- Born: 2 May 1969 (age 57) Iran
- Education: Civil Engineer, Master of Architecture
- Alma mater: Tehran Azad University, Dubai Azad University
- Occupations: Architecture publisher; theoretician; researcher; author;
- Spouse: Negin Farokh
- Writing career
- Notable works: 2A Magazine, 2A Continental Architectural Awards
- Website: ahmadzohadi.com

= Ahmad Zohadi =

Iranian architecture scholar, publisher (born 1969)

Ahmad Zohadi (احمد زهادی) is an Iranian architecture scholar, publisher and researcher. Currently, he is the CEO and editor-in-chief of architectural magazine 2A Magazine.

He is also the founder and chief editor of ‘Architecture & Construction’, a Persian quarterly magazine, published since 2003, and distributed in Iran.

==Early life==
===Education===
Ahmad was born in Tehran. On completion of his primary and secondary education, he attended Karaj Islamic Azad University in the year 1992 for Civil & Structure Engineering. Simultaneously, he was editor and publisher of Tehran-based Architecture and Construction Magazine & 2A Magazine.

===Personal===
Ahmad has been known to show keen interest in photography right from his childhood. He got involved in architecture and construction after associating himself with architectural journalism. He got married in the year 2013 to Negin Farrokh. Together, they have a son named Radan.

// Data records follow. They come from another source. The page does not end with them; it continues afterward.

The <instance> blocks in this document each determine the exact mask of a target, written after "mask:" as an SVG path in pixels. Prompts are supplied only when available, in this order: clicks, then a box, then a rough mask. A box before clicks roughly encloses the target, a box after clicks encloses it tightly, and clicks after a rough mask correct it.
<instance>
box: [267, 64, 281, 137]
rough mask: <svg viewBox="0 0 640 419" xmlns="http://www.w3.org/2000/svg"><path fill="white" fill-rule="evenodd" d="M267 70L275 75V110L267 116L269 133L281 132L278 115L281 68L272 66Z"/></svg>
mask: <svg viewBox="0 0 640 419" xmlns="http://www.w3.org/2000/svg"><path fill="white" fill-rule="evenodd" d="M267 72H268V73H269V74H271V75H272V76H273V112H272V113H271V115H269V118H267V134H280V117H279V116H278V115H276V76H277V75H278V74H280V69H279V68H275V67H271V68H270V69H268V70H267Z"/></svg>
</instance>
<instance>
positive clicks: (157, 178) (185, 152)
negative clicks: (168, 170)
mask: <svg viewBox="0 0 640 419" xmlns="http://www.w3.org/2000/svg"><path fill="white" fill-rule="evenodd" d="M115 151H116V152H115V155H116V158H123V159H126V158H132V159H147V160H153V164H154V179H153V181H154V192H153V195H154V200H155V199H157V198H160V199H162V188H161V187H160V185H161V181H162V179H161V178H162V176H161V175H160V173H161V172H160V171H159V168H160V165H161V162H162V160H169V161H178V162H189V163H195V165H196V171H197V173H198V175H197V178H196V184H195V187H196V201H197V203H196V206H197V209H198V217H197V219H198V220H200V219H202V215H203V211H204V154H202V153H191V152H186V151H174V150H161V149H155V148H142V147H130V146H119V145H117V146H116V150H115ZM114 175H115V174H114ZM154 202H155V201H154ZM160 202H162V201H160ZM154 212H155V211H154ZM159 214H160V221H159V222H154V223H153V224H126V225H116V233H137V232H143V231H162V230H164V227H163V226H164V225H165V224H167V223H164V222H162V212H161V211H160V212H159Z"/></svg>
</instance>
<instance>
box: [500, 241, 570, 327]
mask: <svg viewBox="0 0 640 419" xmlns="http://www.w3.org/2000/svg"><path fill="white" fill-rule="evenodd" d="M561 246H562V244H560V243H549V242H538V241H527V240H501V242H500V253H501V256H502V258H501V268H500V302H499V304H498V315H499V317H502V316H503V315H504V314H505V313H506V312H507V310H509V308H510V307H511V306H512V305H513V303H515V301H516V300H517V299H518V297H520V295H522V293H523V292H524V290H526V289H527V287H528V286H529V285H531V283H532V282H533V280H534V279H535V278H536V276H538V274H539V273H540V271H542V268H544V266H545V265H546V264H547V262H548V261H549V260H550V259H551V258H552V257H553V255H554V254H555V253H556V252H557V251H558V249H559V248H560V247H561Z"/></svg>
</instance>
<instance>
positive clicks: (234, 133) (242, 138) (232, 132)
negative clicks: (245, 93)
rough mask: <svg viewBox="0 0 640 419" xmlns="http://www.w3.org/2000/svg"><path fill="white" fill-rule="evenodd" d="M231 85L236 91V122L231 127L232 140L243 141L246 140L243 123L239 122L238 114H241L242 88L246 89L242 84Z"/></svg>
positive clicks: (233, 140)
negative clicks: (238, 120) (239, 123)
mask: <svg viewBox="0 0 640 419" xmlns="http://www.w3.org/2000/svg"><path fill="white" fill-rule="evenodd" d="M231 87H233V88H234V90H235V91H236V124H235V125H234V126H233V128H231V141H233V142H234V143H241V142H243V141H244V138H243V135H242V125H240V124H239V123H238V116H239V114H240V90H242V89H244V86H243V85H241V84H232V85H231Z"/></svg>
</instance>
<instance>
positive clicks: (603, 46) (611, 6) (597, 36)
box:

===Appreciations and recognitions===
- Arab Engineering Schooling Bureau & Harvard Design School
- United Nations Educational Scientific and Cultural Organization, UNESCO Chair in Islamic Architectural University of Tehran
- ECO Cultural Institute Headquarters, Tehran
- The Kamla Raheja Vidyanidhi, Institute For Architecture And Environmental Studies
- The Catholic University of America, School of Architecture and planning
- College of Architecture + Planning, The University of Utah
- Centre of Middle Eastern Studies, Harvard University
- North Carolina State University a land-grant university and a constituent institution of the University of North Carolina
- Al Ahmadiah - Contracting & Trading
- Nakheel, Retail Shopping Malls
- Canadian University of Dubai
- Centre for Middle Eastern Studies, Harvard University

==2A Magazine==

He is the current CEO and editor-in-chief of 2A magazine. It is an architectural magazine dedicated to different provincial architectures of the world, being distributed all through Middle East Asia.

==2A Continental Architectural Awards==
Ahmad Zohadi is the founder, organizer and director of 2A Continental Architectural Awards organized since 2015 – award organized under the banner of the 2A magazine. The first award was the 2A Asia Architecture Award 2015, held on July 15, 2015, at Istanbul Technical University, Istanbul.

==Film career and interviews==
He produced a documentary in 2012 on Indo-Iranian culture, history and architecture, which he wrote, produced and directed. He has also interviewed a number of famous personalities like Foster and Partners, Balkrishna Vithaldas Doshi, Sergei Tchoban, Seung H-Sang, Bahram Shirdel, Richard S. Levine and John Alexander Smith.